En pensamiento y filosofía, el panorama es más académico pero fértil: pensadores que mueven teoría crítica, estudios culturales y filosofía política, aunque lejos del brillo mediático.
El gran malentendido
Hay quienes creen que el mundo actual “ya no produce genios”. Yo sospecho lo contrario: produce genios, pero ya no produce unanimidades. Un autor puede ser extraordinario y no ocupar el lugar simbólico de García Márquez. Un artista puede transformar el lenguaje plástico y no convertirse en ícono popular. Un pensador puede ser decisivo y no entrar al circuito de las celebridades culturales.
Eso no degrada su valor. Solo cambia la forma del reconocimiento.
Entonces, ¿se acabó el talento?
No. Se acabó la ilusión de que el talento vendrá envuelto en una sola voz capaz de representar a todos.
Tal vez esa sea la verdadera decadencia que sentimos: no la de la creatividad, sino la de las narrativas compartidas. Ya no vivimos bajo un gran relato continental, sino bajo múltiples relatos en conflicto. Por eso cuesta tanto encontrar “nuevos maestros”: porque un maestro ya no puede aspirar a decirlo todo desde un solo centro.
Y, sin embargo, eso también es una liberación.
El nuevo boom no será igual
Si hay un nuevo boom latinoamericano, no vendrá como un ejército compacto de novelistas varones con manifiesto, foto en blanco y negro y discusiones de café parisino. Vendrá, si viene, de otro modo: más plural, menos jerárquico, más transnacional, más femenino, más híbrido, más atravesado por migración, archivo, memoria, violencia, ecología, tecnología y periferia.
Vendrá de escritoras que ya están reconfigurando el mapa, de narradores que mezclan ficción con crónica, de artistas que trabajan con cuerpos, ruinas y desplazamientos, de pensadores que ya no quieren fundar una patria intelectual sino desarmar los viejos mecanismos del poder simbólico.
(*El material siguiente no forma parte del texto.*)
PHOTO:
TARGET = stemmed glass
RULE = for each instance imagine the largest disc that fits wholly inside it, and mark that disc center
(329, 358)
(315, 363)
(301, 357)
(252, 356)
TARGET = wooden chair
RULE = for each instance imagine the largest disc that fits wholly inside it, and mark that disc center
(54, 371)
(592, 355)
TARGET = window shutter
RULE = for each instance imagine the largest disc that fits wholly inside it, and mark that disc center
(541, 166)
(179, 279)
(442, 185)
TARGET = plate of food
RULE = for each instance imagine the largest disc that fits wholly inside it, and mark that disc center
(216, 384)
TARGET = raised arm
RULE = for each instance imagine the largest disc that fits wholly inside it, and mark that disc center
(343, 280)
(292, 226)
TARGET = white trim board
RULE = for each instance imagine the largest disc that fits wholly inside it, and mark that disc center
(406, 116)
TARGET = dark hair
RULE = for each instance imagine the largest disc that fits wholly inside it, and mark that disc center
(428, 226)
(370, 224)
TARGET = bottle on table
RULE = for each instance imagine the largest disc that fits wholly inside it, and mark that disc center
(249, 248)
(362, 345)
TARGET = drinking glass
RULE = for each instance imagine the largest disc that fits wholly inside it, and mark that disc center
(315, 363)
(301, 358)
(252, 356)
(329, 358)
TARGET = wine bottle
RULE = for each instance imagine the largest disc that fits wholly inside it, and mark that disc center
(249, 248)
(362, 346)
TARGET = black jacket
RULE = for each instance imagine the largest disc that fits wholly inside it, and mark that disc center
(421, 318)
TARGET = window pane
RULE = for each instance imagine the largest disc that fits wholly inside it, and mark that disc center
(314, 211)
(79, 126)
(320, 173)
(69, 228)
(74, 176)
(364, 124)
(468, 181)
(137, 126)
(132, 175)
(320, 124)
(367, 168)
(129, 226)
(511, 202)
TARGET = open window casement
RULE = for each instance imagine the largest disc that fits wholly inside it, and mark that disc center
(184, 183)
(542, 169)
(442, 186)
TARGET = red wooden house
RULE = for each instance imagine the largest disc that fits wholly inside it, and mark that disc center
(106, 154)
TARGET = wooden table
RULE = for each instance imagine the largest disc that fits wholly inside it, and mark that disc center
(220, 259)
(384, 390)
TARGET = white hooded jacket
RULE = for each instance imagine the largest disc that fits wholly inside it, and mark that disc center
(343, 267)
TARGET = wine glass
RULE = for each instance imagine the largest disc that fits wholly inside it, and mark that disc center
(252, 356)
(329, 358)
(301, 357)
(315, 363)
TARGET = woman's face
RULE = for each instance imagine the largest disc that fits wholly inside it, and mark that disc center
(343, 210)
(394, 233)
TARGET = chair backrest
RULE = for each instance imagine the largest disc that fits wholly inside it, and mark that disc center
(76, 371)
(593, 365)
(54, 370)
Ese futuro no será menos grande por no parecerse al pasado.
La esperanza correcta
La mejor noticia es esta: América Latina no está huérfana de talento; está en una fase de recomposición. Y toda recomposición parece, al principio, una pérdida.
Quizá ya no tengamos una sola generación de dioses literarios y artísticos. Pero tenemos algo igual de interesante: una región que sigue produciendo obras serias en medio del colapso, la desigualdad, el desencanto y la saturación informativa. Eso no es poco. De hecho, es una forma rara de grandeza.
Los grandes maestros no han desaparecido. Han dejado de ser estatuas para volver a ser lo que siempre fueron en el fondo: obras vivas, polémicas, dispersas, difíciles de encerrar en una vitrina. Contra el ruido corporativo, queda la tarea de los lectores y creadores: discernir, amplificar y resistir.
América Latina no necesita revivir el pasado. Necesita inventar su propio filtro.